680 MB/s - transfer a data from PC to KC705.
I need to change a "payload" in bridge "axis pcie v1.08a". How can I do it?
And other question - in the bridge "axis pcie v1.08a" dont works a dynamic address translation!!! I set "C_INCLUDE_BAROFFSET_REG" and use a function "XAxiPcie_SetLocalBusBar2PcieBar":
When I set address 0 - the data is written to 0
When I set address close to 0 - data is written to 0
When I set address dedicated PC for DMA - data is written is not clear where - in a memory dump I can not find them!!!
Who can help???
11-05-2013 09:19 AM
thank you for your answer.
Actually i use the Ip Core : AXI Bridge for PCI Express v2.2 (pg055.pdf) in Xilinx Vivado 2013.3
Which tools do you use to generate your system, because your IP Core is not the newest version (?)
I don't know how do you change the payload, in theory all devices plugged on the PCIe bridge must have the same payload (the slowest device limits all devices on the pcie bus). For my host computer, my PCI bridge (chipset Intel) have a max payload of 128 Bytes, but the IP Core is 256 Bytes capables.
The IP Core limits the max read request size to 512 Bytes.
What is your host computer configuration (Linux, Windows) ? If you are on Linux try to type sudo lspci -vvv to see the payload of others devices.
Are you sure of your memory mapping of your system (FPGA side AND driver side) ? Be sure to work with physicall address to realize DMA transfer from RAM host to FPGA memory.
11-06-2013 02:06 AM
I used ISE14.6.
The test of the DDR3 into KC705 with use DMA (DMA-DDR3) takes a result 1800 MB/s.
Test of "memcpy" (on side of PC) to KC705 showed 7MB/s.
"Are you sure of your memory mapping of your system (FPGA side AND driver side) ? Be sure to work with physicall address to realize DMA transfer from RAM host to FPGA memory."
I copied some data from PC to DDR3 of KC705 with using DMA and then I copied this data from DDR3 of KC705 to PC's memory with using "memcpy".
And I found that dynamic address translation is working!!! - The value to write must be a multiple of the size of the BAR!!!
11-06-2013 06:23 AM
Yes for the IP core version you are right (the version is not the same under ISE or VIVADO).

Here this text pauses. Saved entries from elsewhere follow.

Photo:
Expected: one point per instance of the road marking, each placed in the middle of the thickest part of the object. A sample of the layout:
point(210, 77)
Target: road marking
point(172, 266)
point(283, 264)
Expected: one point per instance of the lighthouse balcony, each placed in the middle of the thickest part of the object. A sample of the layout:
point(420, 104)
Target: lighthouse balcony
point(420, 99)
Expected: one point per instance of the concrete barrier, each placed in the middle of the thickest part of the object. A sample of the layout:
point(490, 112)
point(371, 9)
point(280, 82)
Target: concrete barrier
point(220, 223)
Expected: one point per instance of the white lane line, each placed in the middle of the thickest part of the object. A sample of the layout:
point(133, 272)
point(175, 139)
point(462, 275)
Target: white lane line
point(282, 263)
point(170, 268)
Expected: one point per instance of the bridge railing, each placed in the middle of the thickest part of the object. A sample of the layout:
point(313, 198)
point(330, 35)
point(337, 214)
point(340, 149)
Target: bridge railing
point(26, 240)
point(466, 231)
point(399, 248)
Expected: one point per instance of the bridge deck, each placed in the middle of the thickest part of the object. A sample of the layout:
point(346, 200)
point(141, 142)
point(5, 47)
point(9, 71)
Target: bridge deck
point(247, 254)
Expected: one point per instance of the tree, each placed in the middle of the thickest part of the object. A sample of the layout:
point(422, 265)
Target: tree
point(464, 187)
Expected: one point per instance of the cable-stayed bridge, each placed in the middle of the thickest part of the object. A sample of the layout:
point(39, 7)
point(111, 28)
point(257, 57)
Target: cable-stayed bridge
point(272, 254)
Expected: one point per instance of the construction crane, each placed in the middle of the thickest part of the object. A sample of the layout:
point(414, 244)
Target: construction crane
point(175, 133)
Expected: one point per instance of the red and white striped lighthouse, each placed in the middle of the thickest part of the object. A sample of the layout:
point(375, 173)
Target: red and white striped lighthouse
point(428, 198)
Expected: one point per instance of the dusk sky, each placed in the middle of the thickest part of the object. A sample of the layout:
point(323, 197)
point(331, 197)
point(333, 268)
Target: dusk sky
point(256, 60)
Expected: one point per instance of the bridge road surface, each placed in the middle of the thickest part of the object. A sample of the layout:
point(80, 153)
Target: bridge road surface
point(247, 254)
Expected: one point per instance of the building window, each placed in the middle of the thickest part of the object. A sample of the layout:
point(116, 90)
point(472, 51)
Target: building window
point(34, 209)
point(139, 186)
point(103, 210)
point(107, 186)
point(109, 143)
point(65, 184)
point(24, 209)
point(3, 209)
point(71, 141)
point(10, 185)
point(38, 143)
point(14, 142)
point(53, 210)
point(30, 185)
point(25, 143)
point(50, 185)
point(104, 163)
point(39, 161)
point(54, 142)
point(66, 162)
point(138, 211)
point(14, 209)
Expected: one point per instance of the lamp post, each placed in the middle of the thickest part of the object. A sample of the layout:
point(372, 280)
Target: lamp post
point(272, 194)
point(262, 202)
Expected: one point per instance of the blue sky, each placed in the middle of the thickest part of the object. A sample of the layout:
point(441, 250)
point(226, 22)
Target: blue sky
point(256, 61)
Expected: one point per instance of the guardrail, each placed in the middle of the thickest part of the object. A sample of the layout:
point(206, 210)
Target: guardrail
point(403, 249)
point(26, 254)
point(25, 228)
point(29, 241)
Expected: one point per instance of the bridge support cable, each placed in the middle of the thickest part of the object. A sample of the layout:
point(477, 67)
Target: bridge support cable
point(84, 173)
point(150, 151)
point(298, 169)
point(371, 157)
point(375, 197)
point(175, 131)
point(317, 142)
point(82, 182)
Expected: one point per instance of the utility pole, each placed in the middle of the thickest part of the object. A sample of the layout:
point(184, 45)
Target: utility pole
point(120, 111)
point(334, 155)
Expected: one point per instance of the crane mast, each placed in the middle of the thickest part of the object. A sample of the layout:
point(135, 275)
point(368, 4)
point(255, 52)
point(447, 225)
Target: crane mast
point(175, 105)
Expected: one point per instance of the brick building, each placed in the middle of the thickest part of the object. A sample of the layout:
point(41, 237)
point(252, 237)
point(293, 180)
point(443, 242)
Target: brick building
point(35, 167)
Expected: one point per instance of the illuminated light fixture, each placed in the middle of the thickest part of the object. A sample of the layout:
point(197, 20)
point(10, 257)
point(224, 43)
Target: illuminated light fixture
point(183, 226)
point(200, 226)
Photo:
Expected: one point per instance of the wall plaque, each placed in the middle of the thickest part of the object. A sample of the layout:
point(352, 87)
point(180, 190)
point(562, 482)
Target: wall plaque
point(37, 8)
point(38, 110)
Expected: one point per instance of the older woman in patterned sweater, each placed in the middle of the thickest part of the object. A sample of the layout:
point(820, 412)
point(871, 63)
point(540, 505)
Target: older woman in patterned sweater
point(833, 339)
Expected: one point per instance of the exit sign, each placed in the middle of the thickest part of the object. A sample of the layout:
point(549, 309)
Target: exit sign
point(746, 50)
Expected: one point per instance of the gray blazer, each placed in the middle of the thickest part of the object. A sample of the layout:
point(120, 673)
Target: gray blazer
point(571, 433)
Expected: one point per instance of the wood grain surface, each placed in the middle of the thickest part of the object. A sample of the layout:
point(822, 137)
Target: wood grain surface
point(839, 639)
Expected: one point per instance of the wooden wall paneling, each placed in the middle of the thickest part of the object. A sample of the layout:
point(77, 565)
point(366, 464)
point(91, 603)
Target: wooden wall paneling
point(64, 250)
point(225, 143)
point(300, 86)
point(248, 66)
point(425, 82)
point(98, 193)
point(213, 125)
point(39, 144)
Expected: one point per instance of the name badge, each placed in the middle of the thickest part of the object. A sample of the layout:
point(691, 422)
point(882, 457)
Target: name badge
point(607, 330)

Good new for the address translation.
You obtain 1800 MB/s for transer into FPGA DDR3-DMA-DDR3 ?
7 MB/s is PC-DDR3 without DMA ?
11-06-2013 06:43 AM
"You obtain 1800 MB/s for transer into FPGA DDR3-DMA-DDR3 "
Yes. It's internal transfer into FPGA "DDR3-DMA-DDR3"
"7 MB/s is PC-DDR3 without DMA ?"
Yes. I used "memcpy" on the PC's side.
Best regards, Dima.
06-12-2014 05:08 PM
A question, on your host side, what did you have to do to allow PCIe cycles to access host memory?
I am working on a Zynq PCIe design, and I can not get AXI to PCIe cycles to work. (Bus mastering).
I do not know if the FPGA core is the problem (AXI to PCIe Bridge in Vivado IP Builder 2014.1 and now 2014.2) or
if our host linux driver is not creating a memory area correctly (Ubuntu).
I will rent a PCIe analyzer to see if the FPGA is even starting a PCIe cycle on the host side..
06-19-2014 05:04 AM
I want to do something like you have did: "make an architecture to transfer data from host PC to the DDR3 on the ML605 board instead of KC705 board" but i dont know how, can you help me by any guidline or documentation?